Labour MP and Shadow Brexit Secretary Keir Starmer has visited UAL to discuss growing concerns amongst students in the wake of June’s Brexit vote.
Addressing a meeting at an Arts SU-organised event, Starmer spoke of how he believes “a lot of people have been grieving since June 23, especially students”.
Starmer, who is leading Labour’s battle to hold the government to account over the terms of Britain’s EU exit, spoke critically of Conservative leadership for not planning a proper response to the consequences of June’s referendum.
This, he said, was only made more complicated as “Theresa May became Prime Minister without challenge because everyone else backed out.” He added: “This meant she was never forced to say what her position would be.”
“I don’t think anybody’s going to be untouched by the result of the referendum. It’s going to define this country for a long time.”
Speaking about the starting terms of Prime Minister Theresa May’s plan for negotiating Brexit, he said; “We’re not asking for lock, stock and barrel. But we need to know.”
A letter written by Starmer has urged the government’s Brexit secretary David Davis to have plans for the negotiation stage of Brexit ready for scrutiny in the House of Commons by January 2017.
In the letter, he said: “Labour accept and respect the referendum result and are focused on achieving the best possible deal on what will be the defining issue of this Parliament and for many years to come.”
He continued: “In order for the Government to keep these commitments and to help build a national consensus on Brexit, it is vital that its plans outlining the basic terms of the proposed Brexit deal are published in sufficient time to allow proper scrutiny”.
He also told worried students that Labour would be “fighting hard” to keep freedom of movement alive at Britain’s EU borders.
However, shortly after his cabinet appointment, Starmer went against Labour’s pro-immigration line by stating that he believes the party must be open to limiting EU freedom of movement laws.
The MP for Holborn and St.
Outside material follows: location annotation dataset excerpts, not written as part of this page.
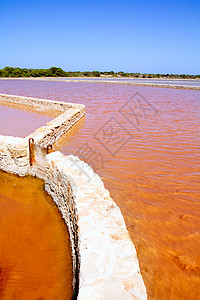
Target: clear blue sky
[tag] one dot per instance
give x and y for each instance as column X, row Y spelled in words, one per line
column 131, row 36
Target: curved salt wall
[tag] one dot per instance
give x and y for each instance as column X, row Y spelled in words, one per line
column 108, row 264
column 105, row 263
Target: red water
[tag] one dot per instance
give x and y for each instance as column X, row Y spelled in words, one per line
column 35, row 256
column 20, row 123
column 147, row 152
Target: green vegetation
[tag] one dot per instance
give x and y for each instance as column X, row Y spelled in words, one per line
column 58, row 72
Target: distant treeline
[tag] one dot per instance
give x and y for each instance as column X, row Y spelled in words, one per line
column 58, row 72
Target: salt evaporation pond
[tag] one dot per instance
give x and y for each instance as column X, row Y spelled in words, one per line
column 151, row 169
column 20, row 123
column 35, row 251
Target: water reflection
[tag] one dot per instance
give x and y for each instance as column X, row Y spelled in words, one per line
column 154, row 178
column 35, row 255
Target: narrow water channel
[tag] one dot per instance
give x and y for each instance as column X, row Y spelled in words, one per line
column 35, row 252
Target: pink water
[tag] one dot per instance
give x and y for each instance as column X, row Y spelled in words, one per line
column 20, row 123
column 147, row 152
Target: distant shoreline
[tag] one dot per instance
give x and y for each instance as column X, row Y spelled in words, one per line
column 107, row 81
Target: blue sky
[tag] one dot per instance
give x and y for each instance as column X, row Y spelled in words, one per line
column 131, row 36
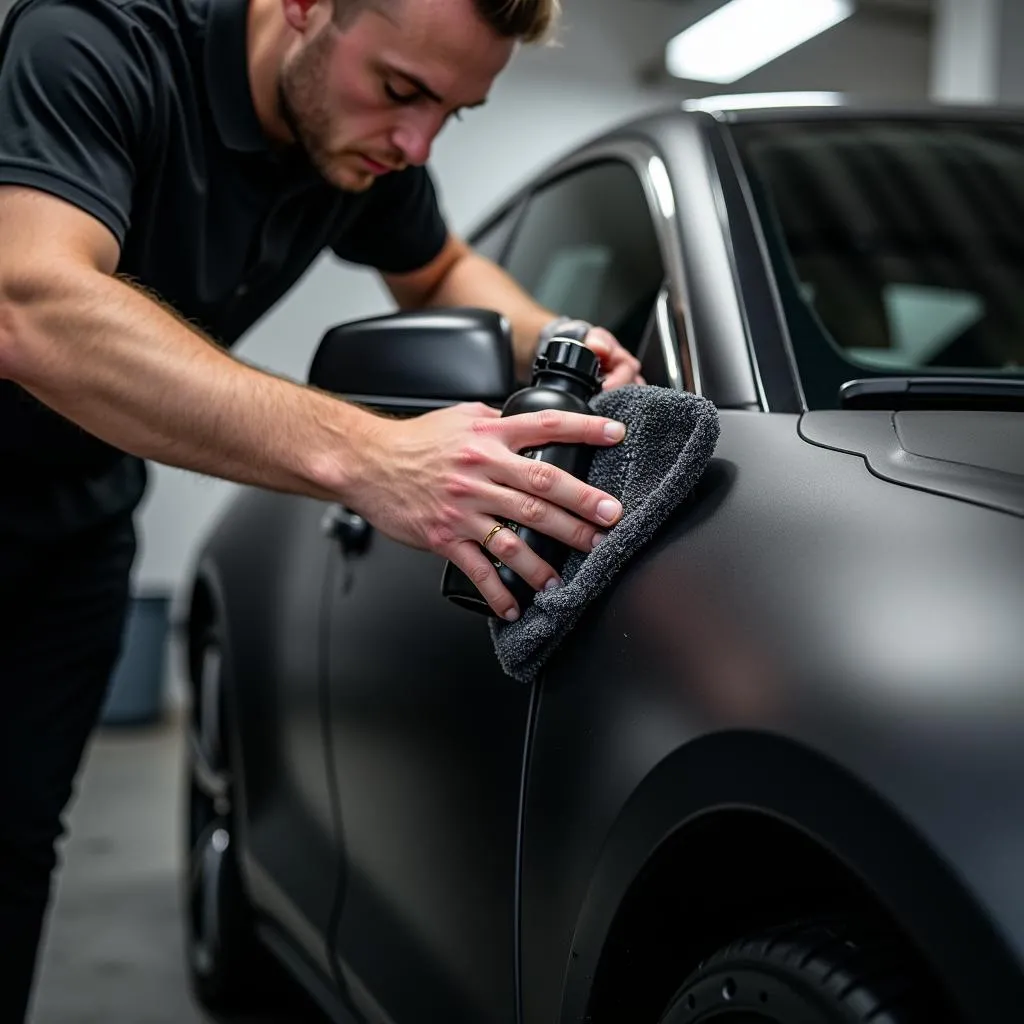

Pancras also spoke about how Britain still needs to “attract students to our country”.
Starmer was also pushed by students on his involvement in forcing through a Labour leadership election following the referendum, which drew criticism from many party members who believed it was a missed opportunity to attack the Conservatives for failing to connect disillusioned voters.
In response to this, Starmer told students that he doesn’t regret Labour’s leadership contest as “the re-connection of disaffected communities is going to take much more than one autumn but rather years”.
Having been appointed Shadow Secretary of State for Exiting the EU by Jeremy Corbyn, Starmer admits that his current job title is “not the one he would have chosen” as he campaigned against Brexit in the run-up to the vote.
Currently in Jeremy Corbyn’s Shadow Cabinet, Starmer was critical of the Labour leaders’ campaign for staying in Europe, saying that Corbyn should have gone after failing to secure Britain’s EU status as former Prime Minister David Cameron did.
The issue of housing was also high on the agenda for students, with Starmer mentioning his frustration that local councils have been unable to build affordable accommodation due to a lack of funding from central government.
This topic was raised by students who complained about a continual rise of rental prices in London, which for many studying at UAL are not suitably covered by maintenance loans.
Before becoming an MP, Starmer worked as Director of Public Prosecutions and as an international human rights lawyer.